Johnston and others from the Potomac Appalachian Trail Club would love for a few people to take the road less traveled by -- the Big Blue, which lies a few miles west of and about a half-century behind the AT.

"It's a much more backwoods environment," said Johnston. "You'll pass deserted homesteads with barns tumbling down and old one-room schoolhouses filled with hay. It's really quite beautiful.

"You get a feeling of 19th century pastoral America here," said Johnston, a schoolteacher who last year completed two Big Blue Trail handbooks commissioned by PATC -- one for the north section and one for the south section of the trail. Each begins with the Robert Frost quotation mentioned above, and it's appropriate.

"You may see a few people on the Big Blue when there are roads nearby," said Johnston, who did her research by hiking and measuring the 144-mile trail forward and backward over three years, "but in the backwoods, you probably won't see anyone."

The Big Blue is the product of concern back in the 1960s that private landowners might revoke access to some sections of the AT. PATC began work on an alternative trail to the west, and on Oct. 11, 1981, the Big Blue was completed from Matthews Arm campground in Shenandoah National Park to Hancock, Md., where it joins the Tuscarora Trail and continues through Pennsylvania.

About halfway through this exercise, the federal government stepped in to guarantee no interruption of the treasured AT, which runs from Maine to Georgia, and began buying rights of way where needed.

By then the Big Blue was far enough along, Johnston said, that no one wished to turn back. It was completed largely through the efforts of PATC veteran Tom Floyd of Arlington, who scratched out agreements with landowners or found ways around ground he couldn't win the right to cross.

Now, said Johnston, the problem is getting people to hike the Big Blue. "If a trail isn't used," she said, "it disappears."

She took me on a brief tour of the Devil's Backbone section on Great North Mountain near Gore last week, and although the blue blazes marking the trail still were bright and easy to spot, it was clear that the trail is underused.

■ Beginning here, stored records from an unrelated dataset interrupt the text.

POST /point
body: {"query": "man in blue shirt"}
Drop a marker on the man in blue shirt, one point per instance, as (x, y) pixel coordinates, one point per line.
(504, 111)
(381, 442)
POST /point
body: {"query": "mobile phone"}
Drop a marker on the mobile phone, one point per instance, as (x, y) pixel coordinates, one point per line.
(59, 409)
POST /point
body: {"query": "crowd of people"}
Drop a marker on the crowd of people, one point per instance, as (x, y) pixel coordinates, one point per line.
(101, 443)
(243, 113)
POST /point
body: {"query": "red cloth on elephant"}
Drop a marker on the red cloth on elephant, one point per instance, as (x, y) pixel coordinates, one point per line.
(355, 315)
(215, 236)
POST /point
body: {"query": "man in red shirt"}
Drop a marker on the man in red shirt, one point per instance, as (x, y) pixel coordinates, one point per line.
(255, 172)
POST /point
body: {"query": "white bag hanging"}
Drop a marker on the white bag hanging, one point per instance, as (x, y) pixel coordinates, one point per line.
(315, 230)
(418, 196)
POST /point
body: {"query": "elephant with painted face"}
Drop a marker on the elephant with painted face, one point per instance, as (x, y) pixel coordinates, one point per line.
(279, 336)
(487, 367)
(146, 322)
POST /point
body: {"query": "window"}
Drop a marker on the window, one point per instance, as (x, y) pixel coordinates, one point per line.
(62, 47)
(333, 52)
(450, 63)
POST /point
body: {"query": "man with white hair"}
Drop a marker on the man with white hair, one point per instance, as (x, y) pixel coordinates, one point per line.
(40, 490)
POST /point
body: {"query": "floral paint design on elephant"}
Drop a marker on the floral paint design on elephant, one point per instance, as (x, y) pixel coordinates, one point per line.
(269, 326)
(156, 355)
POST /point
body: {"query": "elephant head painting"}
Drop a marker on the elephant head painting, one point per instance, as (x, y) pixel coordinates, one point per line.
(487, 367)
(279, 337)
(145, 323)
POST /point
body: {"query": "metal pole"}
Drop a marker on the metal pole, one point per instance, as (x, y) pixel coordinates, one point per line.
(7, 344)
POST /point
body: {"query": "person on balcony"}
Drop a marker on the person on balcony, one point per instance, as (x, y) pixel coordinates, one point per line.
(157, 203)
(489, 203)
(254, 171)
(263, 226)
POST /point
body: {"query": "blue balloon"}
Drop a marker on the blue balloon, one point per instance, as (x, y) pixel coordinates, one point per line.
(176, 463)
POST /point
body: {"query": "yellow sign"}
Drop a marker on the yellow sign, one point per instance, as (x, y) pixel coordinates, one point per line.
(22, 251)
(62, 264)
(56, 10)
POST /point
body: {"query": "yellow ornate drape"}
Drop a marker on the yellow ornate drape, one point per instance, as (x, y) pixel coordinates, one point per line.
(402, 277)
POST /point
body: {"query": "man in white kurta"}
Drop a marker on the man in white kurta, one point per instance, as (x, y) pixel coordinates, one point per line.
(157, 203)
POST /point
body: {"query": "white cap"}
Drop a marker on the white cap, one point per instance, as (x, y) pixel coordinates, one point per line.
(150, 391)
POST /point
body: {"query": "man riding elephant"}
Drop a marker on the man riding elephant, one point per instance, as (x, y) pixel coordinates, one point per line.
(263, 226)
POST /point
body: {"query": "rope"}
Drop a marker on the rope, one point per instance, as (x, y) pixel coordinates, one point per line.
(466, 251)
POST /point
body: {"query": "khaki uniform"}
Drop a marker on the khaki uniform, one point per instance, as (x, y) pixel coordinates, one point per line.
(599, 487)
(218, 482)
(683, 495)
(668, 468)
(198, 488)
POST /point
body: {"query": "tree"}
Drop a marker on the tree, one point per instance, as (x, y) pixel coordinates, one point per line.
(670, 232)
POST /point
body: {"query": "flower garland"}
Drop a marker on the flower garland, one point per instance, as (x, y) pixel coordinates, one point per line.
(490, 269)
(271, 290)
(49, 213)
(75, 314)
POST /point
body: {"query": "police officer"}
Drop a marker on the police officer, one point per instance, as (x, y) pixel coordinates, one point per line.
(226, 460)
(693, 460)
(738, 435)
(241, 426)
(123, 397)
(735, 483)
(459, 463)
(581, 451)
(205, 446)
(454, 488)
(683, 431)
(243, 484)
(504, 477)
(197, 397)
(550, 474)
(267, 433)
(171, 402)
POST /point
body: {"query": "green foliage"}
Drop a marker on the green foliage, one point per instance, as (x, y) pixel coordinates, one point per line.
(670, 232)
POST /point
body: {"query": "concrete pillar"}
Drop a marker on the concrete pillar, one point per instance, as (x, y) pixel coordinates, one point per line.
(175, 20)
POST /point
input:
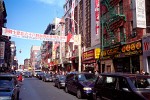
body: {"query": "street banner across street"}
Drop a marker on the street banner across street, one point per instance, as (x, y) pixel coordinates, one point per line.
(34, 36)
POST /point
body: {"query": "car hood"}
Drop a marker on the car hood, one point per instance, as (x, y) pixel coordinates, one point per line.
(87, 83)
(145, 93)
(6, 91)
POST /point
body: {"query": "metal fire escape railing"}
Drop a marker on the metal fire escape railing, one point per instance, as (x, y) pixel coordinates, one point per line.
(107, 22)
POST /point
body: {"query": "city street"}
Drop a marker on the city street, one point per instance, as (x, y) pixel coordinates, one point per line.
(35, 89)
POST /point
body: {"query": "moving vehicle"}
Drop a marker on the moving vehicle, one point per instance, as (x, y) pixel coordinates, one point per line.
(9, 87)
(35, 72)
(119, 86)
(80, 83)
(60, 81)
(27, 74)
(47, 77)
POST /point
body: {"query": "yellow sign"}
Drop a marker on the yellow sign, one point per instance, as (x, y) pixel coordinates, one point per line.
(97, 53)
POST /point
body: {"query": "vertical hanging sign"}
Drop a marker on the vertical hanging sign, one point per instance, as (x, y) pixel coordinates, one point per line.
(72, 16)
(97, 9)
(2, 50)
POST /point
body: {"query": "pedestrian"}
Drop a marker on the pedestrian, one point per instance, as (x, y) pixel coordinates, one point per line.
(20, 77)
(142, 72)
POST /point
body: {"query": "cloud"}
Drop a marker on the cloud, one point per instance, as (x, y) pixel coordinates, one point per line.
(59, 3)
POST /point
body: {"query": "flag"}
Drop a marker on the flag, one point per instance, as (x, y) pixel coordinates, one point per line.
(69, 36)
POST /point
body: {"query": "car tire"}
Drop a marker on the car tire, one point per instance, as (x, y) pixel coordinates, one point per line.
(66, 89)
(79, 94)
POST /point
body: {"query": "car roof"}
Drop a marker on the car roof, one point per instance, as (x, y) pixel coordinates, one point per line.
(7, 75)
(124, 75)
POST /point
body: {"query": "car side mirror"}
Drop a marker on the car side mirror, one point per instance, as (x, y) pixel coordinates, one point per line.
(126, 89)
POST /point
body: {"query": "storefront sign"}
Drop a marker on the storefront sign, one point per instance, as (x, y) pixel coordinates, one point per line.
(34, 36)
(91, 54)
(146, 46)
(132, 47)
(2, 50)
(139, 15)
(97, 12)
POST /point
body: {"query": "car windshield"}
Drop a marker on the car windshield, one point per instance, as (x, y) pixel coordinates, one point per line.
(86, 77)
(48, 75)
(141, 82)
(6, 82)
(62, 77)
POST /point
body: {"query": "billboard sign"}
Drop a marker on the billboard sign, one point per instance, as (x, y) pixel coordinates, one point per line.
(139, 16)
(2, 50)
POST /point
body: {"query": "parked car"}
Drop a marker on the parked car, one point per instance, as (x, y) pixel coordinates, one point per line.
(47, 77)
(27, 74)
(119, 86)
(9, 87)
(80, 83)
(60, 81)
(39, 75)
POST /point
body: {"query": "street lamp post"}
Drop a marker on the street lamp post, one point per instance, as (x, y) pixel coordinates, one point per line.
(79, 44)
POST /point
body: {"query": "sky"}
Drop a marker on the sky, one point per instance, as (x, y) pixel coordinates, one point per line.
(31, 16)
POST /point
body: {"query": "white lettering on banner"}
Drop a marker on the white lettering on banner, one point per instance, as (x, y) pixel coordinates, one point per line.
(34, 36)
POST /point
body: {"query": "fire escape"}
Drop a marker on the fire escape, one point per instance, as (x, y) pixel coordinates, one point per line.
(112, 23)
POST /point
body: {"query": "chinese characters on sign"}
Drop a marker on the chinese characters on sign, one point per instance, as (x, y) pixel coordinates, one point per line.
(2, 50)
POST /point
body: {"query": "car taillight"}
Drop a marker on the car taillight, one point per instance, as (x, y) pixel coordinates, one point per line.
(146, 95)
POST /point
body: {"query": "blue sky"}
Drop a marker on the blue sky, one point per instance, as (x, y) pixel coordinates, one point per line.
(31, 16)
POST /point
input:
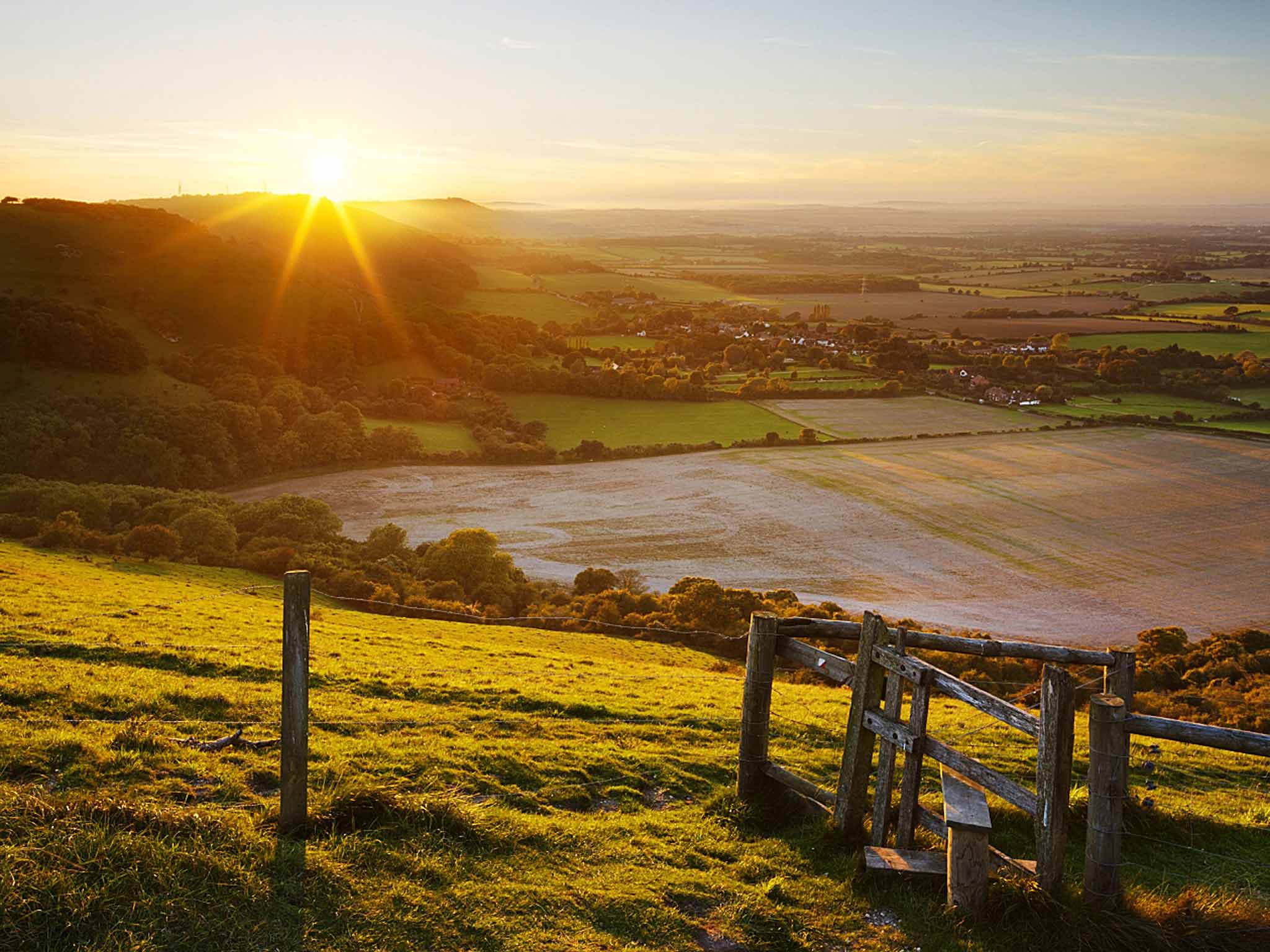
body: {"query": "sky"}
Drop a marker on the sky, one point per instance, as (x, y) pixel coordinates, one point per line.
(657, 104)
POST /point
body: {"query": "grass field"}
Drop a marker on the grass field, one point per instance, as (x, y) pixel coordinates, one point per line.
(1214, 343)
(904, 416)
(1170, 291)
(151, 385)
(1139, 404)
(494, 278)
(436, 437)
(621, 423)
(482, 787)
(668, 288)
(1209, 309)
(984, 291)
(539, 307)
(624, 342)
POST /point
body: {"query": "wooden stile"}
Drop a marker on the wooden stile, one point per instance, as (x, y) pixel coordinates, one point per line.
(756, 706)
(858, 752)
(294, 774)
(966, 814)
(1053, 775)
(911, 780)
(1109, 772)
(894, 701)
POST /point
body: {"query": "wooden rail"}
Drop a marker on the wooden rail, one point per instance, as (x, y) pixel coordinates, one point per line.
(830, 630)
(882, 672)
(1203, 734)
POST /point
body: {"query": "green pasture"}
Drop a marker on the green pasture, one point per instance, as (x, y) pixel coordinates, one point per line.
(437, 437)
(1137, 404)
(534, 306)
(1214, 343)
(620, 423)
(502, 788)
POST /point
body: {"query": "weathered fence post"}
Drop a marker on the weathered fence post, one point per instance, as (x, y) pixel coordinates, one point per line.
(1109, 770)
(1119, 679)
(849, 810)
(294, 806)
(1054, 775)
(894, 701)
(756, 706)
(966, 810)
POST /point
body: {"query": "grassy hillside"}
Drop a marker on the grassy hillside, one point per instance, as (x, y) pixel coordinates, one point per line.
(483, 787)
(628, 423)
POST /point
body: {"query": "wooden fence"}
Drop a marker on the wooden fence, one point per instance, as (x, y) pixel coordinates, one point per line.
(881, 674)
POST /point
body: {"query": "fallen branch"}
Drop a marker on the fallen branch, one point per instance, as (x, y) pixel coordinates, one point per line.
(229, 741)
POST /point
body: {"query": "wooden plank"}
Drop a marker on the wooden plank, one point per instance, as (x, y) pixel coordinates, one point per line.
(982, 775)
(888, 730)
(907, 668)
(991, 705)
(1203, 734)
(294, 772)
(922, 862)
(831, 630)
(849, 809)
(1108, 780)
(1054, 775)
(836, 669)
(911, 778)
(968, 868)
(894, 703)
(964, 806)
(801, 786)
(756, 706)
(1001, 862)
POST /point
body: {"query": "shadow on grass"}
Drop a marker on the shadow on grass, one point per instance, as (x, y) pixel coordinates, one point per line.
(1189, 915)
(153, 659)
(288, 891)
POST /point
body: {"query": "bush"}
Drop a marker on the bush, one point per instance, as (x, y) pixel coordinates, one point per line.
(153, 541)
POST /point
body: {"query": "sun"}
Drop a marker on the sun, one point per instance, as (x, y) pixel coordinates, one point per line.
(326, 173)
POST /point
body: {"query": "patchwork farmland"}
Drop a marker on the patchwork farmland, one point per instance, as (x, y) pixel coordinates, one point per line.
(1075, 536)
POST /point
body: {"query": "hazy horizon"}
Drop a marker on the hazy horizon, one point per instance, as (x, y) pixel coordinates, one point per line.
(653, 107)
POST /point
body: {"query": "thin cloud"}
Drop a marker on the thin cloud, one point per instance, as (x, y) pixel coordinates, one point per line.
(988, 113)
(791, 128)
(1157, 59)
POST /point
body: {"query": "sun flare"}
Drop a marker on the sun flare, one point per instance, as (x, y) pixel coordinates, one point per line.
(326, 173)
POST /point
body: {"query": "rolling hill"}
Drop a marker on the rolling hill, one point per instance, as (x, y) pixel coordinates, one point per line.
(479, 787)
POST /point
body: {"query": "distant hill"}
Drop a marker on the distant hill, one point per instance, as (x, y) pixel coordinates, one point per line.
(208, 268)
(446, 216)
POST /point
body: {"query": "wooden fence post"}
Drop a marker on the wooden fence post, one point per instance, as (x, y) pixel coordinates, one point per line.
(1109, 770)
(294, 776)
(849, 810)
(756, 706)
(894, 700)
(1054, 775)
(1119, 679)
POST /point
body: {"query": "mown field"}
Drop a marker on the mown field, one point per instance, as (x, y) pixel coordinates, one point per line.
(1214, 343)
(907, 416)
(1209, 309)
(624, 423)
(668, 288)
(1140, 403)
(33, 381)
(534, 306)
(1082, 535)
(436, 437)
(482, 787)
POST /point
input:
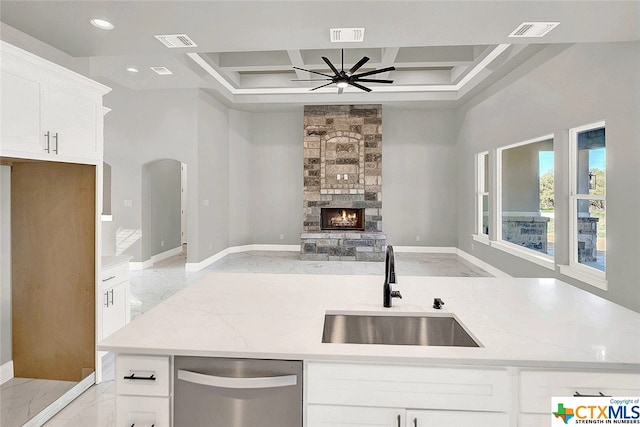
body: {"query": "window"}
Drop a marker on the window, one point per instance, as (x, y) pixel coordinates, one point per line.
(482, 195)
(588, 199)
(526, 198)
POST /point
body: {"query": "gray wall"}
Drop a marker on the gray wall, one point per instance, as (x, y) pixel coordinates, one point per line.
(275, 177)
(211, 227)
(5, 265)
(419, 177)
(161, 183)
(240, 185)
(580, 85)
(142, 127)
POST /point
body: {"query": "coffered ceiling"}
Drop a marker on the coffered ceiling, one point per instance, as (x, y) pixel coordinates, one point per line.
(443, 51)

Here in the height of hiking season, the trail was littered with fallen acorns and leaves still were piled up on some footpaths from last winter.

There were more deer tracks than human tracks. Johnston said she often bumps into wild turkeys, grouse and other normally skittish wildlife.

The Big Blue is still developing, which means that some stretches run along country roads, rather than out in the woods. We took some of these paths, and they were wonderful. Old, unpainted mountain shacks stood balefully by the road, dry ponds waited for the next rain, and the way was so clearly evident you could concentrate on the scenery, rather than keeping track of the trail blazes.

"It would be a perfect hike for families with young children," said Johnston.

She recommended three starting points for Big Blue hikes:

*SLEEPY CREEK hunting and fishing area, between Berkeley Springs and Martinsburg, W. Va., a starting spot for hiking through hardwoods near a 200-acre mountain lake that draws a variety of wildlife.

*MASSANUTTEN WEST, from Elizabeth Furnace picnic grounds, four miles south of Waterlick, Va. (which is five miles west of Front Royal), for a trek through a low bog and then up Massanutten Mountain.

*DEVIL'S BACKBONE at Gore, which is 12 miles west of Winchester, for a hike up Great North Mountain to a spectacular campsite at the pinnacles, where you can listen to the west wind blowing all night while you lie protected by west-facing cliffs. Great views west to the Allegheny Ridge.

The guidebooks, which contain maps, directions and information on camping, restaurants and a variety of other data, are $6.25 each from PATC, 1718 N St. NW, Washington D.C. 20036.